Cases where it matters
----------------------
If `a++` is part of a more complex expression like `b = a++` then its original
value is used for evaluating the expression and the increment happens
afterwards. In other words the expression `b = a++` behaves like `b = a` with a
subsequent side effect that `a` also gets incremented afterwards.

If you see an `++a` expression you can substitute it with `(a = a + 1)` and
explain the effect. So if you think `b = ++a` think of it as `b = (a = a + 1)`.
In this form it is already explaining itself: the variable `a` gets incremented
first (because `a = a + 1` is inside these parentheses) and then the
incremented value is used for evaluating the remaining expression.

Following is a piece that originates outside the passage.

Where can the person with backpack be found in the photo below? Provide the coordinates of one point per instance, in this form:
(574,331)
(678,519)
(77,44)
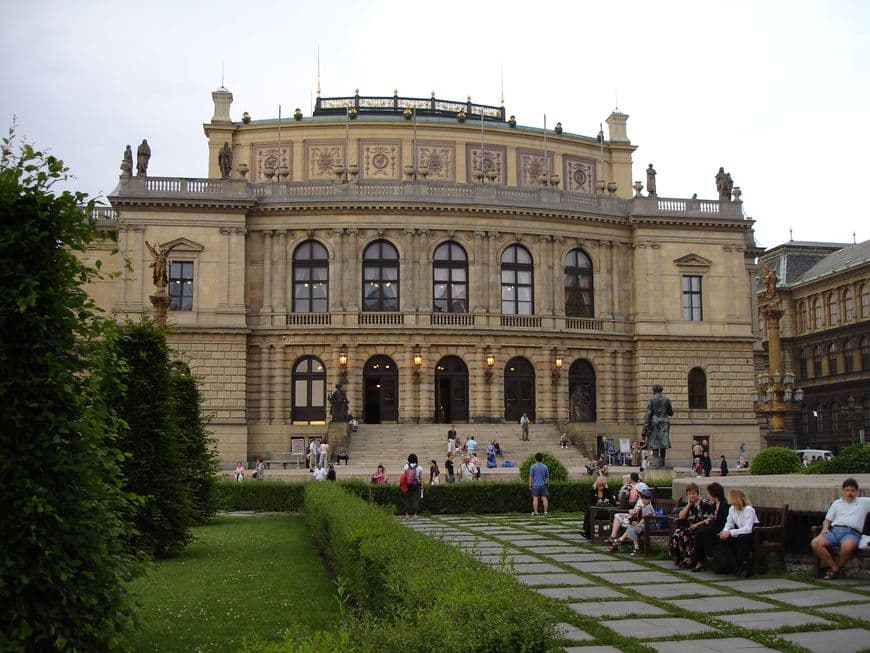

---- CODE (file=session08/hpc0_cprog_page3/src/xincr2.c) -----------------------
#include <stdio.h>

int
main()
{
    int a, b;

    a = 42;
    printf("After 'a = %d;' we have a = %d\n", 42, a);

    b = a++;
    printf("After 'b = a++;' we have a = %d, b = %d\n", a, b);

    b = ++a;
    printf("After 'b = ++a;' we have a = %d, b = %d\n", a, b);
}
--------------------------------------------------------------------------------

---- SHELL (path=session08/hpc0_cprog_page3, fold) -----------------------------
make
--------------------------------------------------------------------------------

---- SHELL (path=session08/hpc0_cprog_page3) -----------------------------------
./build_ucc/xincr2
./build_gcc/xincr2
--------------------------------------------------------------------------------


Some fun with expression lists
==============================
The comma-operator has the lowest precedence. So an expression like `a = 2, b =
4` is equivalent to `(a = 2), (b = 4)`. And this is probably its main
application, i.e. initialize several variables with a single statement. Like in
this for-loop:

---- CODE (file=session08/hpc0_cprog_page3/src/xexpr_list.c) -------------------
#include <stdio.h>

int
main()
{
    unsigned long i, factorial; 

    for (i = 0, factorial = 1; i < 10; ++i) {
	printf("%2lu! = %10lu\n", i, factorial *= i > 0 ? i : 1);
    }
}
--------------------------------------------------------------------------------

So the expression list is here `i = 0, factorial = 1` used in the initial
clause of the for-loop statement (and statements will be covered next).  But
certainly the conditional expression `factorial *= i > 0 ? i : 1` is here the 
actual star of the show. But let me first show you that this program simply
prints the factorial from 0 to 10:

---- SHELL (path=session08/hpc0_cprog_page3, fold) -----------------------------
make
--------------------------------------------------------------------------------

---- SHELL (path=session08/hpc0_cprog_page3) -----------------------------------
./build_ucc/xexpr_list
./build_gcc/xexpr_list
--------------------------------------------------------------------------------

Because of the precedences the expression

---- CODE (type=c) -------------------------------------------------------------
factorial *= i > 0 ? i : 1
--------------------------------------------------------------------------------

is equivalent to

---- CODE (type=c) -------------------------------------------------------------
factorial *= (i > 0) ? i : 1
--------------------------------------------------------------------------------

And the assignment operator could be expanded to

---- CODE (type=c) -------------------------------------------------------------
factorial = factorial * ( (i > 0) ? i : 1 )
--------------------------------------------------------------------------------

Hence we essential need to understand the meaning of the conditional expression
`(i > 0) ? i : 1`. More general expressed it has the form

---- CODE (type=c) -------------------------------------------------------------
cond ? valTrue : valFalse 
--------------------------------------------------------------------------------

and evaluates to `valTrue` if `cond` is not zero, and otherwise to `valFalse`.